À petite échelle, quelques estimations suffisent à y répondre. Mais à mesure que les systèmes grandissent, ces questions deviennent, sans bruit, parmi les plus difficiles de l'organisation.

Non pas par manque de données, mais parce que le fonctionnement même de l'infrastructure moderne a changé.

Les coûts ne collent plus au périmètre de responsabilité

Dans les environnements en phase initiale, les coûts épousent généralement le périmètre de responsabilité. Un service appartient à une équipe. Une base de données porte un produit. Un environnement correspond à une fonction.

À mesure que l'infrastructure grandit, ce modèle mental s'effondre.

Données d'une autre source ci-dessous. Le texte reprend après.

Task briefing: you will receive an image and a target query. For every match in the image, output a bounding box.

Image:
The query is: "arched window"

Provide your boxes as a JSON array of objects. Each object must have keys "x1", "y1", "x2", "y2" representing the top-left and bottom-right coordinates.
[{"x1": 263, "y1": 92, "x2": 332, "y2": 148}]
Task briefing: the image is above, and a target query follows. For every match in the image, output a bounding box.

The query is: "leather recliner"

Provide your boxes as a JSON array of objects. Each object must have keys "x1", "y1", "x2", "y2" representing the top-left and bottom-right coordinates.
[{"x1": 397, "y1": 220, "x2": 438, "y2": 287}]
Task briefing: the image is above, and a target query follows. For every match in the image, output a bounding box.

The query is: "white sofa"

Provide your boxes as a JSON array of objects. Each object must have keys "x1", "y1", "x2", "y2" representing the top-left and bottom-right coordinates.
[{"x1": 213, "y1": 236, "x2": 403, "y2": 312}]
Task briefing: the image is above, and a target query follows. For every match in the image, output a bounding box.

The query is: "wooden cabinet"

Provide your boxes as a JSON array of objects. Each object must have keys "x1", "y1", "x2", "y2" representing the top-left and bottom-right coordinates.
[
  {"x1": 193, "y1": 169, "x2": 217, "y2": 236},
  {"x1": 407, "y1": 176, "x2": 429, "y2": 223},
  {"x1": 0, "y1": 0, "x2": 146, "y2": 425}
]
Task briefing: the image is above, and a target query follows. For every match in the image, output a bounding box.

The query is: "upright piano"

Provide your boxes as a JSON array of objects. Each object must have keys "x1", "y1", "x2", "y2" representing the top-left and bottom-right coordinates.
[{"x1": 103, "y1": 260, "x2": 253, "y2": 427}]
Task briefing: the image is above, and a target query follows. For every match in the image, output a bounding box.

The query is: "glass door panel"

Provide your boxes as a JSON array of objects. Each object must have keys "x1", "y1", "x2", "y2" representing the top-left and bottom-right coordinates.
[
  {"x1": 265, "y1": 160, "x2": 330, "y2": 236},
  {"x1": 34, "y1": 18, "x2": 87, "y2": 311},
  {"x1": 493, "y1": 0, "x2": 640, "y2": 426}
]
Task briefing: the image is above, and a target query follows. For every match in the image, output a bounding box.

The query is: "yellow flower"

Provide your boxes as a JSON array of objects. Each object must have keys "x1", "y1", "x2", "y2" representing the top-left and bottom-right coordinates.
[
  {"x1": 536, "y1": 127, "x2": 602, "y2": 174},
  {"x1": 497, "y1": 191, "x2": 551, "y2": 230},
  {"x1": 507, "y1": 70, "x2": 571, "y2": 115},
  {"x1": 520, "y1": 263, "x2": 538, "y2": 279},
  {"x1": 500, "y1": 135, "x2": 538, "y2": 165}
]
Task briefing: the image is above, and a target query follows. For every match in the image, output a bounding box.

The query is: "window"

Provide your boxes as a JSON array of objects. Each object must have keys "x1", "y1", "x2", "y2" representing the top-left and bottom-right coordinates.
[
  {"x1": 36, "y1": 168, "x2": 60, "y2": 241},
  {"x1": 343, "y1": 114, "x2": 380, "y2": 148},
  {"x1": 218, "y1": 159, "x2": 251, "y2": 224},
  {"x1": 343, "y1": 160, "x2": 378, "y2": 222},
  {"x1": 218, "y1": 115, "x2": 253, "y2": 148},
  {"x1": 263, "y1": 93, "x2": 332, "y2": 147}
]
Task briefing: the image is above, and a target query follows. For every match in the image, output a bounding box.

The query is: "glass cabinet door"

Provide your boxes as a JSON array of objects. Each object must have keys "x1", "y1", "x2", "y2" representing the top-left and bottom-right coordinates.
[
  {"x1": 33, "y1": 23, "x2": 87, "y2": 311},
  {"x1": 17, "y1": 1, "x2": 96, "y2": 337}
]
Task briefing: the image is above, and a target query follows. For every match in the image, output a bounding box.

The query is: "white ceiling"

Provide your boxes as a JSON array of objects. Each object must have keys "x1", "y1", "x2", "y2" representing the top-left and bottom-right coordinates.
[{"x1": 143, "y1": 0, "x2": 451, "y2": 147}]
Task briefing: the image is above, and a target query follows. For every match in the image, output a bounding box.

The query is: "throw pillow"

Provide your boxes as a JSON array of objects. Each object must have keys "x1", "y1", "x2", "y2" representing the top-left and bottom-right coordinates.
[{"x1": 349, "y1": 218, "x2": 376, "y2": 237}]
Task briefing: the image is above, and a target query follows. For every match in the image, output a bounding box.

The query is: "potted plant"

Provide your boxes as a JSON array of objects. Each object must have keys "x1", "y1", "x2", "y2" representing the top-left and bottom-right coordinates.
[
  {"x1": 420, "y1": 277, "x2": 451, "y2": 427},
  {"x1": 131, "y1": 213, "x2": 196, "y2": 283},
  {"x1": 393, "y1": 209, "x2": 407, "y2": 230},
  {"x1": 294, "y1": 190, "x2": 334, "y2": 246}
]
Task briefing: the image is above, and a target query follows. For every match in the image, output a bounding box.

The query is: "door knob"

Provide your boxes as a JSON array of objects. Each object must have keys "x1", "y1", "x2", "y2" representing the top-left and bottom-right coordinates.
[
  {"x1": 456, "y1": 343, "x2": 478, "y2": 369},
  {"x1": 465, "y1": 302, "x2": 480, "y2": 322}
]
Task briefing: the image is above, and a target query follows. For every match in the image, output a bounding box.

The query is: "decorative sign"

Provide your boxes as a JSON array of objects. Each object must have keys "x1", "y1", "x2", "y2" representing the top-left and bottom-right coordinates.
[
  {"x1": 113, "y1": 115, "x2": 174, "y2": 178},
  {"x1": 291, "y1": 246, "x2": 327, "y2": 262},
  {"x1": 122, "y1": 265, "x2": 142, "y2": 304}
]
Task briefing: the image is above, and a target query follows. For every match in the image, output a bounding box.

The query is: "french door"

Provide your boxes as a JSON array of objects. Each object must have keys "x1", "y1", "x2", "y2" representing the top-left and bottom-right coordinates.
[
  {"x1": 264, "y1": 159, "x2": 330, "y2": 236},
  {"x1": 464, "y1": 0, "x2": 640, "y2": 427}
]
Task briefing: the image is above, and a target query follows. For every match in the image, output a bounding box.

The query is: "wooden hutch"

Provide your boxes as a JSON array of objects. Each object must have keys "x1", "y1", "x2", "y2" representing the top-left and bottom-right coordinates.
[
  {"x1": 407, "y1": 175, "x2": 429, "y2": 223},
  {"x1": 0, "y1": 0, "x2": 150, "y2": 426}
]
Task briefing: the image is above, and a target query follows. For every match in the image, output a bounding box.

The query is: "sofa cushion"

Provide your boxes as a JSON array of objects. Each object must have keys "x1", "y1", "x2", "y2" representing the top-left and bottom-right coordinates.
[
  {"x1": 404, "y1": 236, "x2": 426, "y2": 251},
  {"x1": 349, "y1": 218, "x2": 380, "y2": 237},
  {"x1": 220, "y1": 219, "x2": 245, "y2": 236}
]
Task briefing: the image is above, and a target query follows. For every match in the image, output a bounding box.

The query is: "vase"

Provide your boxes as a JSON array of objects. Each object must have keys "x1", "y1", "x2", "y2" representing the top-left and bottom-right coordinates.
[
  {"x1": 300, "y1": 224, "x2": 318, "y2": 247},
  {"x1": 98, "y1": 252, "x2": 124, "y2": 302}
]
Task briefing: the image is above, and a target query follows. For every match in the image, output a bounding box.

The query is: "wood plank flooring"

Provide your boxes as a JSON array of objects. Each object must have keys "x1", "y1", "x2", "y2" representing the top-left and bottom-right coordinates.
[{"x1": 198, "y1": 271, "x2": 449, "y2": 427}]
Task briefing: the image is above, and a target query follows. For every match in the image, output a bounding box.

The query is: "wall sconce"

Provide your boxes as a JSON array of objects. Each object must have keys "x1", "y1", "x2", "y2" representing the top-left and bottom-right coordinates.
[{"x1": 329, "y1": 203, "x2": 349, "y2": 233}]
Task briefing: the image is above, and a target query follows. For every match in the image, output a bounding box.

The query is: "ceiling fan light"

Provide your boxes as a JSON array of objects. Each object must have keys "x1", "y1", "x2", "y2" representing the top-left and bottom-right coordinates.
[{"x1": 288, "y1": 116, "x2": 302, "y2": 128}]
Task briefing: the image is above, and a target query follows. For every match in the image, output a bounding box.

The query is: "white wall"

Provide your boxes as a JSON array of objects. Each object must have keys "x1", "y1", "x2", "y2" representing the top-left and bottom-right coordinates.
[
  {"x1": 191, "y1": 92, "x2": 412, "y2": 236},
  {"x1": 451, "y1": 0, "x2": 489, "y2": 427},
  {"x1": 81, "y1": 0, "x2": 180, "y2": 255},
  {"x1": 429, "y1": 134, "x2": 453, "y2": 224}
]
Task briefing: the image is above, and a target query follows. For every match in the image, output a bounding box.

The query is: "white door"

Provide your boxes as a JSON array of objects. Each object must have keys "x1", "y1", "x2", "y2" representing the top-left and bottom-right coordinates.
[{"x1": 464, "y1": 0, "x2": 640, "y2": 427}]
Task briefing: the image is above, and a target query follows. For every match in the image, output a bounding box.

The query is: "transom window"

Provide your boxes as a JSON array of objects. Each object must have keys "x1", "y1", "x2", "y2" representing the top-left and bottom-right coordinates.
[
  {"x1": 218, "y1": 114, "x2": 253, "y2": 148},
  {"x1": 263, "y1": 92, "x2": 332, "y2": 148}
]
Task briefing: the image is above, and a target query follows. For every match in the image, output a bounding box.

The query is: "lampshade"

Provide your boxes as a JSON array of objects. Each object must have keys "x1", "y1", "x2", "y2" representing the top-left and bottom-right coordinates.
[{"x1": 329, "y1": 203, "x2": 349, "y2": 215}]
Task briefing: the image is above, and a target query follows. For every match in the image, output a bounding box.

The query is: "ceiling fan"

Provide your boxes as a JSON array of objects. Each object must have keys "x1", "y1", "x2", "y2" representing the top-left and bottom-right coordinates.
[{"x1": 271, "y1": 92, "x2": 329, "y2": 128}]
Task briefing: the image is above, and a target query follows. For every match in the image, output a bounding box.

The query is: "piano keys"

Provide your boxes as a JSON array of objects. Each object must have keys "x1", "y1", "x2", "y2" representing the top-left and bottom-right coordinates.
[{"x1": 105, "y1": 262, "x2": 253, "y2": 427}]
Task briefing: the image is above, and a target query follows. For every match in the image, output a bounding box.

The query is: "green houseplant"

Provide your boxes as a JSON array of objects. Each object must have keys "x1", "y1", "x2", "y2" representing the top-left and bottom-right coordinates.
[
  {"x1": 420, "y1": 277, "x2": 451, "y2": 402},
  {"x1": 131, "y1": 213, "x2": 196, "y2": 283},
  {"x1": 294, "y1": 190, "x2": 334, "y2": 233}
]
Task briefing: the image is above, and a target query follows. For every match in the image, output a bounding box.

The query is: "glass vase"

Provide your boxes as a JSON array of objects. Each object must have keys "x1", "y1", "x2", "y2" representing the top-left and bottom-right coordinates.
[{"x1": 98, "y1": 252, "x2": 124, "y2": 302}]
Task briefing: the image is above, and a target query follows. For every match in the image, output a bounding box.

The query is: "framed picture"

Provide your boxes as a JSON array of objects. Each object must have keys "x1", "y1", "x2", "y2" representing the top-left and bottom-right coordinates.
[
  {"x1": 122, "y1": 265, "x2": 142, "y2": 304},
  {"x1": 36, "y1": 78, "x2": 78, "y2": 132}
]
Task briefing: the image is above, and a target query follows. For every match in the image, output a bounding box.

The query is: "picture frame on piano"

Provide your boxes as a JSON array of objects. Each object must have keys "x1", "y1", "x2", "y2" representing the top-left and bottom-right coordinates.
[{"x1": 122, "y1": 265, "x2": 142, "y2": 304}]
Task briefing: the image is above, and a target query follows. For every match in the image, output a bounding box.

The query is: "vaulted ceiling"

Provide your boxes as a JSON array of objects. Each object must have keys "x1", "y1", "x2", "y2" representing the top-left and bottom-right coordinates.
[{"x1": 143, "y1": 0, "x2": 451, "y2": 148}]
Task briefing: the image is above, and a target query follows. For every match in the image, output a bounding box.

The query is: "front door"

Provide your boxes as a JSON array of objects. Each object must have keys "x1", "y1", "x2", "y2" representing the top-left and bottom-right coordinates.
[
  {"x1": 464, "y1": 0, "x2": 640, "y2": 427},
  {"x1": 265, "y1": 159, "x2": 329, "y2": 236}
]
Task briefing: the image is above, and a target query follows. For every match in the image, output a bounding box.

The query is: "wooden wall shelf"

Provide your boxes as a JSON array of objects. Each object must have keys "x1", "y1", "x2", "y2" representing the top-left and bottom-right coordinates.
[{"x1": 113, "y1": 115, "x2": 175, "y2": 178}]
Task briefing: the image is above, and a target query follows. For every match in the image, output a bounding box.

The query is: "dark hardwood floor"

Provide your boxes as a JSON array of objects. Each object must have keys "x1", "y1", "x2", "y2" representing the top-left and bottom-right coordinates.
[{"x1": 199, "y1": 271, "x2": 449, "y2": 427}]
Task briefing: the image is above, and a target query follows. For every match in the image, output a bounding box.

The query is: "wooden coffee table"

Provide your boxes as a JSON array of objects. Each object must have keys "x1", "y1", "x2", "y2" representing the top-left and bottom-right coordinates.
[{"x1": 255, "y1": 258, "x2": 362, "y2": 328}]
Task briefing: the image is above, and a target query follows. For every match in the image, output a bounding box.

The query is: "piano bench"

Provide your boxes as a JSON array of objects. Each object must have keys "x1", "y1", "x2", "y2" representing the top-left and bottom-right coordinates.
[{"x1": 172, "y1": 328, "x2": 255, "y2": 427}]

Les systèmes actuels sont :

  • Largement partagés entre équipes et produits
  • Bâtis sur des couches de plateforme au service de nombreux consommateurs
  • De plus en plus multi-tenants par conception

Le coût n'a plus un propriétaire unique. Il se répartit selon les usages. À ce stade, la question " à qui cela appartient-il ? " n'est plus la bonne.

L'infrastructure partagée masque la consommation réelle

L'essentiel des coûts cloud se concentre dans les couches partagées :

  • Pipelines de données
  • Plateformes de streaming
  • Bases de données
  • Réseau et trafic inter-services
  • Services de plateforme qui portent de nombreux workloads

Ces composants correspondent rarement, un pour un, à une équipe, une fonctionnalité ou un client.

Ils absorbent au contraire l'usage de toute l'organisation, souvent de manière inégale. Certaines équipes consomment bien plus que d'autres, mais ce déséquilibre reste difficile à percevoir.

Résultat : une opacité sur les coûts, même quand la dépense globale est visible.

Pourquoi l'unit economics se brouille à grande échelle

Quand le coût ne peut plus être rattaché directement à l'usage, l'unit economics en pâtit.

Les équipes peinent à :

  • Expliquer les marges par client ou par produit
  • Identifier les fonctionnalités rentables
  • Prévoir la dépense avec précision
  • Trancher sereinement sur l'architecture ou la tarification

La finance voit des chiffres qui ne se réconcilient pas. L'engineering voit une complexité que les rapports ne restituent pas.

Tout le monde ressent l'écart.

Le vrai enjeu, c'est l'attribution, pas la visibilité

Le vrai enjeu n'est pas la visibilité. C'est le modèle.

Toutes les organisations voient leur facture cloud.

Ce qui se grippe, c'est le lien entre les ressources cloud et les questions métier qui vous sont posées.

Les tags cloud rendent service pour une responsabilité simple. Mais les questions à la maille unitaire sont rarement du un pour un :

  • Un client utilise de nombreux services.
  • Un service sert de nombreux clients.
  • Une équipe plateforme porte de nombreux produits.
  • L'infrastructure partagée et le trafic réseau n'ont pas de propriétaire unique.

Même avec une hygiène de tagging irréprochable, les tags ne peuvent restituer cette réalité plusieurs-à-plusieurs, ni la logique d'allocation nécessaire pour répondre à des questions comme le coût par client, le coût par fonctionnalité, ou savoir quelle équipe en subventionne une autre.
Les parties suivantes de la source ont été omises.